Olhando para trás, ela volta ainda mais lá atrás, no fatídico episódio que marcou sua vida há 3 anos. O susto foi tão grande que parece ter bloqueado sua emoção; o choro ficou guardado, trancado, contido. Ao invés de elaborar a dor, Helem trabalhou como nunca, muito provavelmente para se distrair do problema. Os neurologistas não conseguiram explicar o que desencadeou seu AVC, mas talvez ela mesma saiba. Quem sabe a dor foi tanta que se acumulou nos vasos sanguíneos, e eles acabaram se rompendo. Rompendo para não acumular mais nada, desatar, desaguar, deixar ir.
E foi lá, “na nuvem”, que ela avistou o sol. Aquele mesmo sol com que ela evoca o fim de cada aula, de onde eu saio leve e restaurada para mais um dia de trabalho: “Que o eterno sol te ilumine, que o amor te envolva, que a luz pura interior guie o seu caminho.”

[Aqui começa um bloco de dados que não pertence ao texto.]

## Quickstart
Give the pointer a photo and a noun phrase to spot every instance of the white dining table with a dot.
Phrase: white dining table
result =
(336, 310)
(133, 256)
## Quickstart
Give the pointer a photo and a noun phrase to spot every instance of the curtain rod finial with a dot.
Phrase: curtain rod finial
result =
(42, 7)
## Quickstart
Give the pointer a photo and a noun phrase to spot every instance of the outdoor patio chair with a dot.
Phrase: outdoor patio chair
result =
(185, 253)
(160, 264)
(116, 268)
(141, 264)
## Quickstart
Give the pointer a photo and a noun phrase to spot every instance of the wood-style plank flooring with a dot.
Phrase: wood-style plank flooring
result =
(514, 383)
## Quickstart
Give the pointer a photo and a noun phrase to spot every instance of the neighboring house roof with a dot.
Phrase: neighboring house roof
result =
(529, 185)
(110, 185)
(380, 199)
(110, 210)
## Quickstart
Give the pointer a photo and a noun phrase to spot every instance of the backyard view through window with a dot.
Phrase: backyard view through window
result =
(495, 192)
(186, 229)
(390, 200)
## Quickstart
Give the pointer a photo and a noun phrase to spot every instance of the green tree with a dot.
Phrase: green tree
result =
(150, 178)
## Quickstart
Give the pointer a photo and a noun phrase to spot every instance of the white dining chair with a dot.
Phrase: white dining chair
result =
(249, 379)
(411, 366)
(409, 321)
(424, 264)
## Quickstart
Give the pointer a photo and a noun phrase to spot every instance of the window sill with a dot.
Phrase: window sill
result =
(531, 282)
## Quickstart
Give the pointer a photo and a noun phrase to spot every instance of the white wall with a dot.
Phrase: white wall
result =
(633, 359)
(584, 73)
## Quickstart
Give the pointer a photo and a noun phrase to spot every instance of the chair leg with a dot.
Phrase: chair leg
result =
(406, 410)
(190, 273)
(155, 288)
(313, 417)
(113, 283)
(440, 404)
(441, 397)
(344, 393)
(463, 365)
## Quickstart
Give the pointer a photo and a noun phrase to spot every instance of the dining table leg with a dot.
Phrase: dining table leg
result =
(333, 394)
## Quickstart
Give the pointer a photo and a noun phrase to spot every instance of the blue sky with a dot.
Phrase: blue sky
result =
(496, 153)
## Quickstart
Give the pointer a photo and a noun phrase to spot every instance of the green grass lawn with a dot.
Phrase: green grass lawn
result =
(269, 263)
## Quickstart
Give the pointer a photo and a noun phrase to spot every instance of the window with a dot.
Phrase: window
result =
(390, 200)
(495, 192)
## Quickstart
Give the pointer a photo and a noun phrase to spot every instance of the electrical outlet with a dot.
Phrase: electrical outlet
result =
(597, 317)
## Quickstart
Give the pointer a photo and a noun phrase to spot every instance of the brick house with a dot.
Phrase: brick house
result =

Termino o post e respiro fundo. Pulmão, cérebro, coração. “Tudo está do jeito que tem que estar”.
Obrigada, Helem. Por te guardar aqui comigo, por compartilhar sua história com o mundo, por nos ensinar tanto. Sat Nam, cuide-se bem.
Renata, Que delicadeza para comentar a história da Helen. É necessário aprender e trabalhar, vivenciar nossas emoções, ne!! Abraço forte
E que alegria ter seu comentário por aqui, Marilene. Sim, você tem toda a razão: emoções foram feitas para serem vividas, muito mais que sentidas. Helem me levou um pouquinho pra “nuvem” também, junto dela.
Abraço carinhoso, querida.
Adorei seu relato ! Tal qual a minha experiência. Eu reli e a cada vez,me emociono com cada detalhe observado por você com carinho e respeito.
Obrigada por registra-la. Me traz muita alegria ao constatar que mesmo nos desafios que vivemos,podemos ver a presença e as bênçãos da força que cria e que está em nós.
Que você seja sempre abençoada, feliz e saudável. E continue exercendo a sua missão de vida com graça e dignidade. Beijo grande!
Ah, Helem!… Foi uma alegria registrar sua vivência aqui no blog (e no coração). Seu relato é precioso, tenho certeza de que vai tocar e ajudar muitas pessoas.
Que bom, missão cumprida. Lindamente cumprida, me emocionei daqui também.
Obrigada, querida. Muito obrigada pela confiança.